Format and other details of lab assignments will be provided as we go along.


Grading Scale:

98 -100 A+ ; 92 - 97 A ; 90 - 91 A-; 88 -  89 B+ ; 82 - 87 B ; 80 - 81 B-;

78 -  79 C+ ;  72 - 77 C ; 70 - 71 C-; 60 -  69 D ; LT  60   F




Week of           Topic                            Reading assign.               Lab (tentative)             Due*

28 Aug             Intro and Phys Eco        Chapters 1,5                   Ash Ck. recon

04 Sept             Phys Eco, cont.             Chapt 5                          no labs – labor day recess       

11 Sept             Behav Eco                    Chapter 6                       Algonquin recon           EXAM 1

18 Sept            Popln Eco                     Chapt 7                          local wetland               Lab Assgn 1

25 Sept             Pop, cont. Landsc Eco   Chapt 7, 3                       Algon – Q&T              Art 1

02 Oct              Landsc. Eco, cont          Chapt 3                          AshCk – Q&T                        EXAM 2

09 Oct              * Lab only *                                                       Robts Lk Cliffs ON     

16 Oct              Systems Eco                 Chapt 4                          Monacle Lake             Lab Assn 2

23 Oct              Systems Eco, cont.        Chapt 4                          St Marys River            EXAM 3

30Oct               Comm Eco                    Chapter 8                       data analysis in lab       Art 2

06Nov              Comm Eco, cont                                                 data analysis in lab      

13Nov              Historical Eco                                                     data analysis in lab

20Nov              Cases                           Chapt 2                          no labs – Tks Brk       

27Nov              Cases,cont.                                                         computer exercise        Lab Assn3

04Dec              Wrap Up                                                            Lab Final Assignment   Art 3

11Dec              Final Exam ------  Consult official exam schedule for time and day



*Lab data sheets due at conclusion of each field trip

Exams will be on Thu of week indicated.



1. This is a field-intensive course and the field experience is an essential component.

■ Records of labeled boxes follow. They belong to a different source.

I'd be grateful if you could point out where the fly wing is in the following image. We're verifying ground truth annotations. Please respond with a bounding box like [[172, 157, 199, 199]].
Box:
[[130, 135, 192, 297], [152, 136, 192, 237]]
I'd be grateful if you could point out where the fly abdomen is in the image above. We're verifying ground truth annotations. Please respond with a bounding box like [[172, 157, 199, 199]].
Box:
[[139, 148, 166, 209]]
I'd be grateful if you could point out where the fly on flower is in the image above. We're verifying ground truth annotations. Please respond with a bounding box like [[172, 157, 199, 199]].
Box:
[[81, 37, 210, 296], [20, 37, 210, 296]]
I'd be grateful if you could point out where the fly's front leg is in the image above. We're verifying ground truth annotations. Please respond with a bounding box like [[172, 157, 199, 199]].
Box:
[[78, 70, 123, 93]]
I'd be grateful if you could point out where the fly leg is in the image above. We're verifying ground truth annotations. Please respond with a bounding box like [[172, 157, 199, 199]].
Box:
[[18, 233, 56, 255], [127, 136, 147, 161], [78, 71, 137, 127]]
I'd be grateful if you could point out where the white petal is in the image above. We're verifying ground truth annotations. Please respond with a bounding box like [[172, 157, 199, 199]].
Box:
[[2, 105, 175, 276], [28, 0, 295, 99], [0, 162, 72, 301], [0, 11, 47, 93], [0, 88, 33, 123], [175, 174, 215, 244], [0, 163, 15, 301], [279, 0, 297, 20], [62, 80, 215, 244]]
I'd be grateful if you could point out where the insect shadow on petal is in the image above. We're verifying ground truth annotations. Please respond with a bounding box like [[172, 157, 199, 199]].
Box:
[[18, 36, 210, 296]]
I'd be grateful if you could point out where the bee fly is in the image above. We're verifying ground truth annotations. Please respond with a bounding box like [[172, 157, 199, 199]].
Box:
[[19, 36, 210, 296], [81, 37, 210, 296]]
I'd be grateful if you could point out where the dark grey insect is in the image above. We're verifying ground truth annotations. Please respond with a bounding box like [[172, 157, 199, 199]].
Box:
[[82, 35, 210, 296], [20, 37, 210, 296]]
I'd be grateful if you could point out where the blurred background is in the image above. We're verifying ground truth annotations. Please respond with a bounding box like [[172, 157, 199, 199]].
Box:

Be prepared for extensive hiking in all weather and over rough terrain. Be prepared with rain gear, layered clothing, adequate footwear, etc. Do not schedule too tightly after the field trips. I try my best to get us back by 1730 but due to unforseeable circumstances we may not always make it exactly on time.


2. All assignments must be turned in on the due date. Late assignments will not be accepted. All University policies regarding academic policy apply (e.g., if you cheat, you flunk). Reasonable accommodations will be made for students with documented special needs for tests, tutoring, note-taking and similar services. Students must coordinate these accommodations through the RCSD Office in South Hall. 


3. You are expected to take all exams at the scheduled time. If you know you must miss a test, provide 2 days advance notice and an alternative test will be provided. Unexpected absences require documentation from appropriate student office. Otherwise, missed exams score zero, including the final exercise. Personal travel arrangements for breaks are not considered valid reasons to miss exams.


4. Additional constraints on grade: You must pass the lab portion to pass the class. Lab attendance is mandatory. If outside activities will require you to miss more than one lab, you are requested to take this course at another time when you will be able to attend all lab sessions. Failure to complete any one of the above assignments will result in deduction of a letter grade, regardless of the point value.